Я снова попробовал рассмеяться, но остальные мрачно молчали. «Насморк, — подумал я. — Пожалуй от него больше проку, чем от веры или мужества». Теперь мы взглянули на Гада, который казалось вот-вот раздавит свой стакан между пальцами.
— Я обязан жизнью троим англичанам, — сказал он. Гад сидел, почти склонив голову на правое плечо и уставившись в стакан, как будто обращался к быстро стынущему чаю. — Это было в самом начале, — продолжал он. — Теперь неважно, зачем, но Старик приказал взять троих заложников. Все они были сержантами, и мне было приказано убить одного из них, любого, по своему усмотрению. Я был тогда молод, примерно, как Элиша, и испытывал духовные муки оттого, что на меня возложили эту ужасную роль. Я был готов стать палачом, но не судьей. К сожалению, в ту ночь я потерял связь со Стариком и не мог высказать ему свои сомнения. Приговор следовало привести в исполнение на рассвете, но как же мне было выбрать жертву? Наконец, меня осенила мысль. Я спустился в подвал и сказал троим сержантам, что предоставляю выбор им. Я сказал, что, если они сами не выберут смертника, то все трое будут расстреляны. Они решили тянуть жребий, и на рассвете я всадил неудачнику пулю в шею.

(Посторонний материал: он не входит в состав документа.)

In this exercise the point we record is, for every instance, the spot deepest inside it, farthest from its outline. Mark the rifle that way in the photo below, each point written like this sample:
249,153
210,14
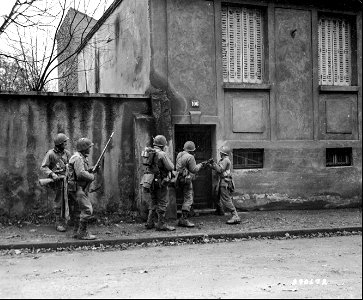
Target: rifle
207,162
93,170
46,181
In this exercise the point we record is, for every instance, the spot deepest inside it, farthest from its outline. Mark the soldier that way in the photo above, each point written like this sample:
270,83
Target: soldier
80,177
54,165
160,169
225,185
187,168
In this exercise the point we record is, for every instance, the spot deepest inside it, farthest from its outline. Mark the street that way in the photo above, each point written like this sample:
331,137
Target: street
329,267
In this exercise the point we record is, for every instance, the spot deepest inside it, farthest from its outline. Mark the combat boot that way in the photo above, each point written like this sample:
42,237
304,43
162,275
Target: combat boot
59,224
151,219
83,234
183,221
161,225
219,211
75,228
235,218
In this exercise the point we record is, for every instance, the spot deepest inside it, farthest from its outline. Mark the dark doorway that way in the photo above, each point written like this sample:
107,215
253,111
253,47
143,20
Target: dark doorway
201,135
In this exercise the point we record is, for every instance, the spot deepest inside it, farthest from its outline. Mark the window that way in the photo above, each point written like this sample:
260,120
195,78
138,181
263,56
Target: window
334,51
242,44
336,157
247,158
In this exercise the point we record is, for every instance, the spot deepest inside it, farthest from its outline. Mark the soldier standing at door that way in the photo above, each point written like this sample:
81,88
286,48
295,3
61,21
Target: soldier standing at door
80,177
156,178
187,168
54,166
225,185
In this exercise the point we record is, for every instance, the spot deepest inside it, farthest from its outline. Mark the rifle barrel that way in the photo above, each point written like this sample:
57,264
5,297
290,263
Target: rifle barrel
103,152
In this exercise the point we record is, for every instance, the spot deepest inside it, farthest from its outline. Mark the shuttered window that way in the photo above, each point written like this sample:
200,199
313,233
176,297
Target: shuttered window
242,44
334,51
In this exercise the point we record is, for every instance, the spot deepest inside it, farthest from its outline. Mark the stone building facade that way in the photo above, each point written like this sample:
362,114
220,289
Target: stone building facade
279,82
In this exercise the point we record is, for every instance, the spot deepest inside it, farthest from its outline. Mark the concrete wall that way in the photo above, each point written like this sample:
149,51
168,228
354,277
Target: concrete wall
123,47
174,48
29,123
288,115
73,30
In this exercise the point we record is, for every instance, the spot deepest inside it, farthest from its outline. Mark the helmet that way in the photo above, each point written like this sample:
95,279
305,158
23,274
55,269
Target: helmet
83,144
60,138
225,150
189,146
160,141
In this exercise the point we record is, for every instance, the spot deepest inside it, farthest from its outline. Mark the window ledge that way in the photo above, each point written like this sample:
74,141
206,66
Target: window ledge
246,86
332,88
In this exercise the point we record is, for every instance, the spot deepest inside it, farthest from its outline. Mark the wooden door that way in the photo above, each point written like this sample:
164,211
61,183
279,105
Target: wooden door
201,135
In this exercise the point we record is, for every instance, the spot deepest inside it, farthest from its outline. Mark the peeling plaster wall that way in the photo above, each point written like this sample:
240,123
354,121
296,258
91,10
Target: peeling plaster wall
123,44
288,115
29,123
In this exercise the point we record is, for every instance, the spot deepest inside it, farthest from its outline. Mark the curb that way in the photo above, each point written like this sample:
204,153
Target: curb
239,235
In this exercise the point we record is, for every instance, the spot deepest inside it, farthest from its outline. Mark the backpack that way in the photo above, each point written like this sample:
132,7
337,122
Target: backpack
148,158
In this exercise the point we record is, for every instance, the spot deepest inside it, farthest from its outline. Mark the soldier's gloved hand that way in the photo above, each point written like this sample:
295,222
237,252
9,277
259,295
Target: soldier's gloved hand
55,177
98,169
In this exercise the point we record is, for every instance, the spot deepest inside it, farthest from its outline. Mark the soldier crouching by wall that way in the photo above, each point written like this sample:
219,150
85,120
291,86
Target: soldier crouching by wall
80,177
54,166
225,185
155,181
187,167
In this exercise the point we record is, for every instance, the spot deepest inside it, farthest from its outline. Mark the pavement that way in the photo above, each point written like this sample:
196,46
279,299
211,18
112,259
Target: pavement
254,224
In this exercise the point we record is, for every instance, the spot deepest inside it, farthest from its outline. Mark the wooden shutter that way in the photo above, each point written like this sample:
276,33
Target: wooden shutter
225,43
242,45
334,52
346,57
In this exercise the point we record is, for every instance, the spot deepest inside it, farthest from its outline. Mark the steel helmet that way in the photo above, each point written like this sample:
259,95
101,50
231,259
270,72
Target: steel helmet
189,146
83,144
225,150
160,141
60,138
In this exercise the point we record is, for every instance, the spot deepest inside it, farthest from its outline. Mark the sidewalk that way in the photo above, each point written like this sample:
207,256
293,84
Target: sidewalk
254,223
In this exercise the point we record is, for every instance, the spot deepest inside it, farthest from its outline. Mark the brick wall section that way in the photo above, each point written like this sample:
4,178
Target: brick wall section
73,30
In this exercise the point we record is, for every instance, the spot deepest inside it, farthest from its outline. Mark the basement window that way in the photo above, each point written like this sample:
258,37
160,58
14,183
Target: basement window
248,158
338,157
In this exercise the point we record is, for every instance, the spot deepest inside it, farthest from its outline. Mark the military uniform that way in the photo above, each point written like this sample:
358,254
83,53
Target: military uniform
158,174
159,200
225,188
55,162
79,178
187,166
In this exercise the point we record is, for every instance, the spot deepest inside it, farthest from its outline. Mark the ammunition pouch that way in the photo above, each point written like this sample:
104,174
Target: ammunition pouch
230,186
72,186
174,178
147,181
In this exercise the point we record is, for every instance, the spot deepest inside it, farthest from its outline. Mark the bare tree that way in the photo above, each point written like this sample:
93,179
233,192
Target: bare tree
51,47
23,13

Я невольно взглянул на руки и лицо Гада, на знакомые руки и лицо моего друга, который всадил человеку в шею пулю, а теперь спокойно и совершенно безразлично рассказывал об этом. Не смотрит ли на него лицо сержанта из стакана с золотистым, холодным чаем?
— Ну, а если бы сержанты отказались решать сами? — спросил я, — что бы ты тогда делал?
— Наверное, застрелился бы сам, — сказал он уныло. Повисла тяжелая тишина. Потом он добавил:
— Говорю же тебе, я тогда был молод и очень слаб.
Все повернулись ко мне, ожидая моего рассказа. Я отхлебнул глоток терпкого чаю и утер испарину со лба.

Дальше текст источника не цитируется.